Just back from an enjoyable day at Game 2008, at the Armitage Centre in Fallowfield, Manchester. Aside from some meandering around trade stalls, I played a 5 hour demo of the new Doctor Who role-playing game, from Cubicle 7. While Cubicle 7 has delayed release of the game until early next year – due to impending changes in the publication style guide incoming from the BBC – I got a chance to have an early taster, despite missing out on the chance to playtest the game earlier this year (not that I’m grumpy about that at all… no siree!).

The Gamemaster, Steve Lyons, has a fair old pedigree in writing for Doctor Who in the ‘extended universe’ of spin-off novels and audio dramas. Here, Steve ran a fairly simple, but engaging, demo game that had all the hallmarks of Who. I played Sarah Jane Smith in the midst of companions that made this feel very much like a Christmas Special (with Martha, Rose, Captain Jack and Mickey along for the ride).

Arriving on a seemingly primitive world populated only by men, it rapidly became clear this idyllic snatch of paradise had something rotten hidden just under the surface. When the ‘priests’ arrived in silver robes with silver helmets sporting a familiar extended crossbar over the top, it didn’t take long to realize we might spend the rest of the episode running away from enemies too tough and oblivious to harm for a stand-up fight. In the end, we managed to save the day, Sarah Jane only screamed once, and only Jack died (for a little while). Steve told us that we had arrived at a solution not far adrift from his last demo session – neither of which he had accounted for in the writing of the adventure. Sounds like it might be time to add a few extra notes and a sidebar or two.

The system seemed simple enough, with a simple mechanism of Attribute + Skill + 2d6 versus Difficulty Number.

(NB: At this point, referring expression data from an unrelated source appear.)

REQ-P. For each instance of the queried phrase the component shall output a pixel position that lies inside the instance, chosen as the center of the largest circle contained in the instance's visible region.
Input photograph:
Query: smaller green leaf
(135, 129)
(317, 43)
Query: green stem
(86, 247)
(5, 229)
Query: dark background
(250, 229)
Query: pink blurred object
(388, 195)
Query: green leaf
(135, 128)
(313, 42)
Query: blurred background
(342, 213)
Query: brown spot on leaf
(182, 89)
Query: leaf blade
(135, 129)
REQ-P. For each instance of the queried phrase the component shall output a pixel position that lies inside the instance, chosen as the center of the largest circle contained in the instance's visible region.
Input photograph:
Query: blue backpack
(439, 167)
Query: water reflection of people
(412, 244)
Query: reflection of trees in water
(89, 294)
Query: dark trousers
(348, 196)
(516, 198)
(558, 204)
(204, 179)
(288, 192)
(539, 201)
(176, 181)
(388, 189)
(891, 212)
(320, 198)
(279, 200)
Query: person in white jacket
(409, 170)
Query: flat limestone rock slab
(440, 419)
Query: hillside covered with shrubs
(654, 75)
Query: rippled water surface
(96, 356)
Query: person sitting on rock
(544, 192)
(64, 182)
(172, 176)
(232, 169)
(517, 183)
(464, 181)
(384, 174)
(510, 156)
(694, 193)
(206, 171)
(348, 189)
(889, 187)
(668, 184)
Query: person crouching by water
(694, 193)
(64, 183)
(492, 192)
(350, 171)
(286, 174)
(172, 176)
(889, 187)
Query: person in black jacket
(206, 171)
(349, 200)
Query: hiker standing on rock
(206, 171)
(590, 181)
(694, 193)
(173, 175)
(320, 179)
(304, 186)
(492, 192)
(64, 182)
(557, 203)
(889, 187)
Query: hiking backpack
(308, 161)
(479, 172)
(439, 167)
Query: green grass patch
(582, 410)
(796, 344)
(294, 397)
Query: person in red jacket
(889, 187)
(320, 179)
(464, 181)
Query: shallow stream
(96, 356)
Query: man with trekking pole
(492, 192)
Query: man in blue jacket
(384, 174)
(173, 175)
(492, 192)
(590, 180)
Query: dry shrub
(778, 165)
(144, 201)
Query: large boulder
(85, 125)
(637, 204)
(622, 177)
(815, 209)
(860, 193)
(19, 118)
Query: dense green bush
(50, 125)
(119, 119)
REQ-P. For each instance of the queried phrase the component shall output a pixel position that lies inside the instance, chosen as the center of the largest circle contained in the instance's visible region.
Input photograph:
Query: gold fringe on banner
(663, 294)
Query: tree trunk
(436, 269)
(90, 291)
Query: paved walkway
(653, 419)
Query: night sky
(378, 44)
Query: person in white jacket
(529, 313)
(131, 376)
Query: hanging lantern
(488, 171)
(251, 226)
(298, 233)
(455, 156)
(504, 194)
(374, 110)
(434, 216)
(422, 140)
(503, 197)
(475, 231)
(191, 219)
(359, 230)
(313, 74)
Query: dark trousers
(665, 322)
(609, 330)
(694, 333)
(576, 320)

Despite Steve saying the design leaned away from too many die rolls, we did seem to roll an awful lot of the little plastic cubes. The mechanic that allowed heroism, lucky escapes and fortuitous McGuffins also came under scrutiny. The Story Points allowed you to use useful gadgets (like Sonic Screwdrivers and Vortex Manipulators), roll extra dice, or force a simple success – but the sheer number of points available from the outset for most characters might have made it a little too easy. Mickey, the resident ‘Red Shirt’ in all confrontations with the silver nemesis, got through more than a dozen Story Points in the whole session and still hadn’t run out by the end.

Anyway… I look forward to seeing the game released next year, and will pick up a copy I’m sure. Maybe I could write an adventure of my own?